Sticking Points: How to Get Four Generations Working Together
by Haydn Shaw
Shaw tackles the difficult reality that there are four generations in the workplace right now: Traditionalists, Boomers, Generation X, and Millennials. The old way of waiting your turn to change things is no longer working, as each generation asserts its identity. In the church, which has five generations, this means evaluating our mechanisms of functioning (like meetings, dress code, and committees) in order to reach new people for Jesus, while still valuing all five populations. Shaw gives practical ways to lead people to work together regardless of their specific perspectives.
Sabbath as Resistance: Saying No to the Culture of Now
by Walter Brueggemann
Using his trademark style of contextualizing biblical texts, Brueggemann recovers Sabbath as a resistant practice that allows us to more fully focus on God, other people, and creation. Sabbath was a gift given to the Hebrew people immediately after they escaped Pharaoh’s system of non-stop production which fed Pharaoh’s relentless consumption and wealth accumulation. Brueggemann then applies this description to our own 24/7 world that commodifies time as money. He challenges us to reclaim that holy practice of rest for God’s distinct people despite what the culture around us defines as good.

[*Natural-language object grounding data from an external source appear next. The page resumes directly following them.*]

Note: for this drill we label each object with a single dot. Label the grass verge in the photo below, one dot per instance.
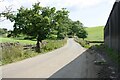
(16, 53)
(114, 56)
(82, 42)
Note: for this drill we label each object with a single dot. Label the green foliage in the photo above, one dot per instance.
(95, 33)
(12, 53)
(110, 52)
(53, 44)
(2, 40)
(82, 42)
(3, 32)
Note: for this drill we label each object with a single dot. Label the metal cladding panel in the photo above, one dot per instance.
(112, 28)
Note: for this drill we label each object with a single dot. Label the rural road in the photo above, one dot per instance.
(66, 62)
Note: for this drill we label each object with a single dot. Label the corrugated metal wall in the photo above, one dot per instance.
(112, 28)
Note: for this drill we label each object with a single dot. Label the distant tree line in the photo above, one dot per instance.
(44, 22)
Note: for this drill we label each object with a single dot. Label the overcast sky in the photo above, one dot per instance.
(90, 12)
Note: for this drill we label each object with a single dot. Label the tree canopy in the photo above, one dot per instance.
(45, 22)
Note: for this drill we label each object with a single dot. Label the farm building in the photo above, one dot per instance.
(112, 28)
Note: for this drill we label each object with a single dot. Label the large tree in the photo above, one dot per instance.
(37, 21)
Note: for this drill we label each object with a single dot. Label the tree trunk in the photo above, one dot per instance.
(38, 45)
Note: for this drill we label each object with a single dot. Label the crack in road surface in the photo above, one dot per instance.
(54, 64)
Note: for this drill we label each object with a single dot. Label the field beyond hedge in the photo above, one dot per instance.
(95, 33)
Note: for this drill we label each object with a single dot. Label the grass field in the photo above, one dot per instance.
(95, 33)
(16, 40)
(16, 53)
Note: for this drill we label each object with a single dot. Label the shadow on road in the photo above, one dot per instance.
(81, 67)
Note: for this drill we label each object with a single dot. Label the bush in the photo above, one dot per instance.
(10, 53)
(52, 36)
(82, 42)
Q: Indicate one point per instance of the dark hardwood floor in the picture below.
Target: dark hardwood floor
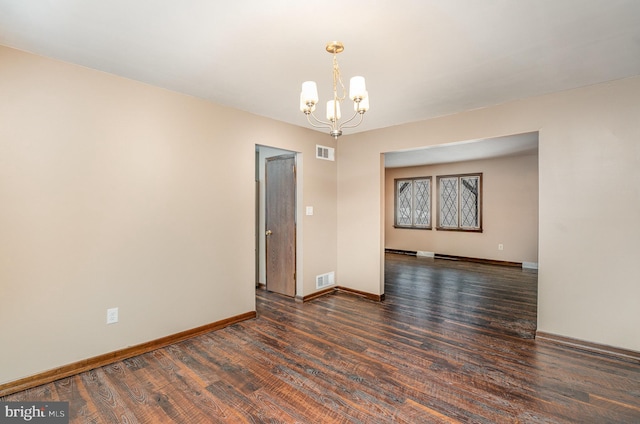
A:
(452, 342)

How to Be a Perfect Christian: Your Comprehensive Guide to Flawless Spiritual Living
by Babylon Bee
If you are unfamiliar with Babylon Bee, you are missing out on some of the sharpest satire on the hypocrisies of Christianity. While their quick wit is aimed at the non-denominational megachurch, this humorous book reflects on how much we accommodate culture in an effort to fill seats. Are we sacrificing theological depth for the sake of the show? Are we creating environments in which people make church all about themselves rather than God? Behind the satirical questions of looking for a church whose name sounds like a nice retirement home are deep questions on the nature of discipleship and the purpose of church. Their humor encourages us to recover God at the center of worship and to grow in our own discipleship in intentional ways.